比起甘惜玉的心驚膽戰,容欽卻覺得日子是從未有過的舒坦。
這日,甘惜玉還在自己的書房裏練習著書法,她的丫鬟匆匆跑了進來。
“小姐!小姐!”
甘惜玉放下了手中的筆,用旁邊的濕毛巾細細擦拭著手指,頓時失笑,“那麽著急做什麽?一驚一乍的,有什麽事嗎?”
“小姐,這回可是真的要緊事!”丫鬟跑到甘惜玉的身旁,語速飛快的說道:“我今天出去買菜,聽到外麵的人都在說,今天皇上下旨讓厲王去修建皇家別院!”
“什麽,修建皇家別院,這是真的嗎?”甘惜玉丟下手中的毛巾,不敢相信的問道。
修建皇家別院像是一件喜事,但是實則危機重重,此次修建皇家別院的地方,是在城外的一處山穀之中。

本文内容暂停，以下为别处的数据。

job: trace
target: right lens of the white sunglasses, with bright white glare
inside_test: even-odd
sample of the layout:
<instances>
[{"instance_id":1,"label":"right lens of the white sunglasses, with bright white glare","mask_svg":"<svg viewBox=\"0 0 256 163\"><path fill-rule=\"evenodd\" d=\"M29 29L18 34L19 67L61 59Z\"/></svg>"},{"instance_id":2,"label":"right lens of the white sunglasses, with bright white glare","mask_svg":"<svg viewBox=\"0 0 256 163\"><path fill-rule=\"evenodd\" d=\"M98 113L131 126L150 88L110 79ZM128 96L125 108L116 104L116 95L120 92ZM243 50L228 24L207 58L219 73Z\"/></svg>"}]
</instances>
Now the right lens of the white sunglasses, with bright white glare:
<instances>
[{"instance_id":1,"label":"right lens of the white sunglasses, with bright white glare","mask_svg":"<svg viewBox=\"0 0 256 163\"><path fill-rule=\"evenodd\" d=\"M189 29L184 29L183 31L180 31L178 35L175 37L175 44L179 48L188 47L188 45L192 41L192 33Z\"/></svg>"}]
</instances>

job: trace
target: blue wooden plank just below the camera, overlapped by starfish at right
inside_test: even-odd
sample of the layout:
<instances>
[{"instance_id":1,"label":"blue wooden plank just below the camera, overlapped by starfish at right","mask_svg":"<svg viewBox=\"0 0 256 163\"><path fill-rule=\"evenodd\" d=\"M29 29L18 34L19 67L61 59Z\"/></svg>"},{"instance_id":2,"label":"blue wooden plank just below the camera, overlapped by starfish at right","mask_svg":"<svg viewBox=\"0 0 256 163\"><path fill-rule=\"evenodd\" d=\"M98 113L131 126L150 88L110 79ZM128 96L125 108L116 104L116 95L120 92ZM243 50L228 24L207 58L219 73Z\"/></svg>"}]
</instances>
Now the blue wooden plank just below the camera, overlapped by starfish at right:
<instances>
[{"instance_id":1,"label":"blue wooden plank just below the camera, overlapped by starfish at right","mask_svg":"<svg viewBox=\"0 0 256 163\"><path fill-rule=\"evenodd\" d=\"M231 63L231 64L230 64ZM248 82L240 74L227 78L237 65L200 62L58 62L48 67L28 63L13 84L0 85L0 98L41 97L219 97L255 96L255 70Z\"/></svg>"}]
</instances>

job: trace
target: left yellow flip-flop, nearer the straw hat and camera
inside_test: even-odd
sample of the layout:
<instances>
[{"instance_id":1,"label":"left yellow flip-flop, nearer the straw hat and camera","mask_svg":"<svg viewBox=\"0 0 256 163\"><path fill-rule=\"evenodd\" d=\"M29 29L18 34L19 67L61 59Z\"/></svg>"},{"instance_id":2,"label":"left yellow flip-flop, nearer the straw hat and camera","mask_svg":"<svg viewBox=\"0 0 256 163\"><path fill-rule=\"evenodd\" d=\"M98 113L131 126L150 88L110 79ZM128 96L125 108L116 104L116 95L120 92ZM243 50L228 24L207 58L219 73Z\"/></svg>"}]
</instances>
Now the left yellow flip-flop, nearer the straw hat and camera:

聽聞好多老師傅都前去勘察,都說難以建造皇家別院,可是皇上偏偏不聽,非要選擇那一塊地方。
據說那塊地方雖是難得的陰涼之處,但是地勢奇特,容易發生自然災害。
況且這一次容欽還是帶罪之身,皇上下旨讓他去修建皇家別院,聽起來就更加別有一番深意了。
“那厲王呢?厲王怎麽說?”甘惜玉隨即著急的問道。
容欽先前被杖罰五十,養傷養了十幾日,如今才剛剛下地,身上的傷痛還未痊愈,若是此時派他去,簡直就是一件折磨人的差事。
丫鬟看了甘惜玉一眼,最後還是吞吞吐吐的把話說完了,“小姐……你別生氣先,我,我聽說厲王已經接旨了。”
“什麽!”甘惜玉頓時一驚,提著裙擺想要往外走,“他怎麽能答應呢?他的傷才剛剛好,不行我要去看他,我要去問他到底怎麽回事!”
“哎小姐,你別出去!”丫鬟還沒反應過來,眼見自家小姐就已經走出了院外。
甘惜玉輕車熟路的來到了厲王府,直接闖進了容欽的書房。
門一推開,就見容欽正在對下屬吩咐前往皇家別院的事。
甘惜玉咬咬牙,賭著氣,站在門口不肯走。
容欽看著她的模樣,眼底滑過一抹笑意,快速地吩咐完屬下。
等到人走了,他才對門口的甘惜玉笑著說:“還站在那裏幹什麽?進來吧。”
甘惜玉毫不扭捏地走了進去,看著容欽臉色微微發白的模樣,終於抑製不住心中的怒火,“你怎麽能接旨呢?你又不是不知道皇家別院在什麽地方,你現在的身體能去嗎?”
“你比我還聰明,早就知道皇上看你不順眼,就是專門故意要刁難你。”
“你本來就被杖罰五十了,身體本就虛弱,你怎麽還能答應他呢?你裝做臥床不起不是很容易嗎?”
……
甘惜玉一股腦子地發泄一通,直到說完之後她才發現從頭到尾容欽都沒有說過話,心裏頓時覺著尷尬,僵著臉不說話。
容欽走到她的麵前,用手輕輕撫著她的腦袋,溫柔的說:“我知道你在擔心什麽,放心吧,我不會有事的,你還不相信我嗎?”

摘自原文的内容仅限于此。